Hap Map : Des chercheurs canadiens jouent un rôle clé dans une réalisation scientifique d'avant-garde, Un Consortium international termine la carte des variations génétiques humaines

MONTREAL, QUEBEC--(CCNMatthews - 26 oct. 2005) -

Conférence de presse en direct à 13h45, heure de l'Est, diffusée dans Internet à www.genome.gov

Le Consortium international HapMap a annoncé aujourd'hui l'achèvement du premier catalogue complet des variations génétiques humaines, une réalisation historique qui accélère déjà la recherche de gènes responsables de maladies courantes comme l'asthme, le diabète, le cancer et les cardiopathies. Deux éminents chercheurs canadiens qui ont joué un rôle clé dans le projet ont participé à l'annonce à Salt Lake City.

M. Tom Hudson, du Centre d'innovation de Génome Québec et de l'Université McGill, a été le directeur canadien du projet HapMap et l'un des directeurs initiaux du document de principes du projet HapMap. Mme Bartha Knoppers, Ph.D., LL.B., de l'Université de Montréal, a coprésidé l'équipe internationale en éthique et dirigé les discussions sur le sujet dans le projet HapMap. A l'aide des plates-formes de technologie d'analyse de l'ADN à haut rendement du Centre d'innovation de Génome Québec et de l'Université McGill, le groupe canadien a analysé les chromosomes 2 et 4p du génome humain, des travaux qui ont produit 10 % des données du projet HapMap

DESCRIPTION DE HAPMAP

HapMap est un catalogue des variations génétiques les plus fréquentes chez l'humain. Il décrit la nature des variantes, leur emplacement dans la séquence d'ADN et leur distribution au sein d'une population et entre les populations dans différentes parties du monde. Dans un article de la revue Nature, publié dans le numéro du 27 octobre 2005, plus de 200 chercheurs du Canada, de la Chine, du Japon, du Nigeria, du Royaume-Uni et des Etats-Unis décrivent les résultats initiaux de la cartographie des modèles des variations génétiques courantes chez la population mondiale. Les résultats montrent avec éloquence que les variations dans le génome humain sont structurées dans des voisinages locaux appelés haplotypes.

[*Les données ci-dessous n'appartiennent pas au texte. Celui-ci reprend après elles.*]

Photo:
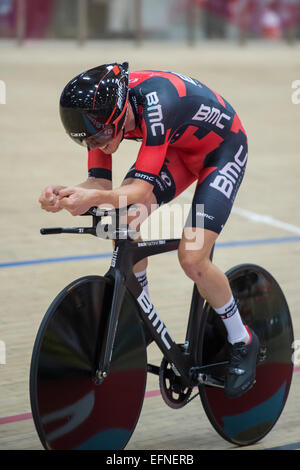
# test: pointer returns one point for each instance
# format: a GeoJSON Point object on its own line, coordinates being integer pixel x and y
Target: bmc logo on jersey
{"type": "Point", "coordinates": [228, 176]}
{"type": "Point", "coordinates": [155, 113]}
{"type": "Point", "coordinates": [211, 115]}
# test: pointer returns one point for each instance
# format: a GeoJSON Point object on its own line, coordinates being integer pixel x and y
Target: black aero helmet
{"type": "Point", "coordinates": [94, 103]}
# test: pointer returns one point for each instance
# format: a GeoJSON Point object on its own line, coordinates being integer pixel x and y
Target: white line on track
{"type": "Point", "coordinates": [254, 217]}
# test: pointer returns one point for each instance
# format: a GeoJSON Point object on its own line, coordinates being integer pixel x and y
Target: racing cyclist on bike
{"type": "Point", "coordinates": [188, 133]}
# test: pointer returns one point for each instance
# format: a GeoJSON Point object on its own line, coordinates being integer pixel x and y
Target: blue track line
{"type": "Point", "coordinates": [232, 244]}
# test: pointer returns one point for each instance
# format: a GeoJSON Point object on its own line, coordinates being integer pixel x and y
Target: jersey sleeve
{"type": "Point", "coordinates": [99, 164]}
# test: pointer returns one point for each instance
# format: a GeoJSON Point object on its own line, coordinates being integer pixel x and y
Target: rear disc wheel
{"type": "Point", "coordinates": [262, 305]}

"Hap Map est un outil indispensable qui accélérera la découverte des gènes responsables des maladies, a dit M. Tom Hudson à Salt Lake City. A titre de comparaison, l'annonce d'aujourd'hui ressemble au premier vol transatlantique : après ce premier vol, les voyages ont changé à jamais. Grâce à l'achèvement de la première carte des haplotypes ou HapMap, la génétique humaine vient de franchir une étape semblable."

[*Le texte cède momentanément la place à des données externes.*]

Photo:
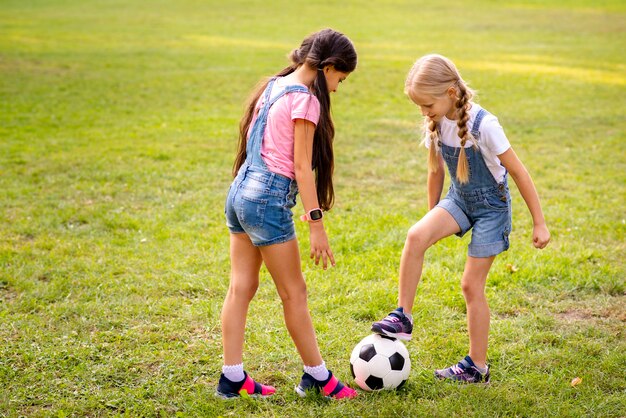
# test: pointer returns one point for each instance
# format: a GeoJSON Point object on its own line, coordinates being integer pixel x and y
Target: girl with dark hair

ORIGINE DU PROJET HAPMAP - CONTRIBUTION DU CANADA

Lorsque des chercheurs ont annoncé la première fois l'ébauche de la séquence du génome humain en 2001, le défi de la vérification des trois milliards de lettres de l'ADN pour trouver l'emplacement des gènes responsables des maladies a semblé gigantesque à relever. Un groupe de chercheurs canadiens (Tom Hudson à Montréal et Kathy Siminovitch à Toronto) et américains dont les travaux portaient sur la maladie intestinale inflammatoire ont comparé les différences dans les séquences dans une région du chromosome 5 dans 200 familles de Toronto. A leur étonnement, les 400 différences observées dans les séquences semblaient être structurées en des modèles simples, que les chercheurs ont appelé blocs d'haplotypes. Cette structure qui existait, ont-ils ensuite constaté, dans tous les chromosomes humains, a mené au concept de la création d'une carte haplotype complète.

"Passer d'un concept à l'immense réalisation scientifique d'aujourd'hui ne s'est pas produit par hasard. Il a fallu de nombreux pays, de nombreux experts de différents domaines, des collectivités prêtes à faire don d'ADN, de nouvelles technologies, de nouvelles bases de données publiques et surtout, des gens qui croyaient au projet et qui étaient prêts à y investir", a dit M. Martin Godbout, président et directeur général de Génome Canada.

"Sans le leadership et la vision de Génome Canada et de Génome Québec, nous n'aurions pas pu passer d'un concept à des résultats publiés en un si courts laps de temps", a ajouté M. Paul L'Archevêque, président et directeur général de Génome Québec.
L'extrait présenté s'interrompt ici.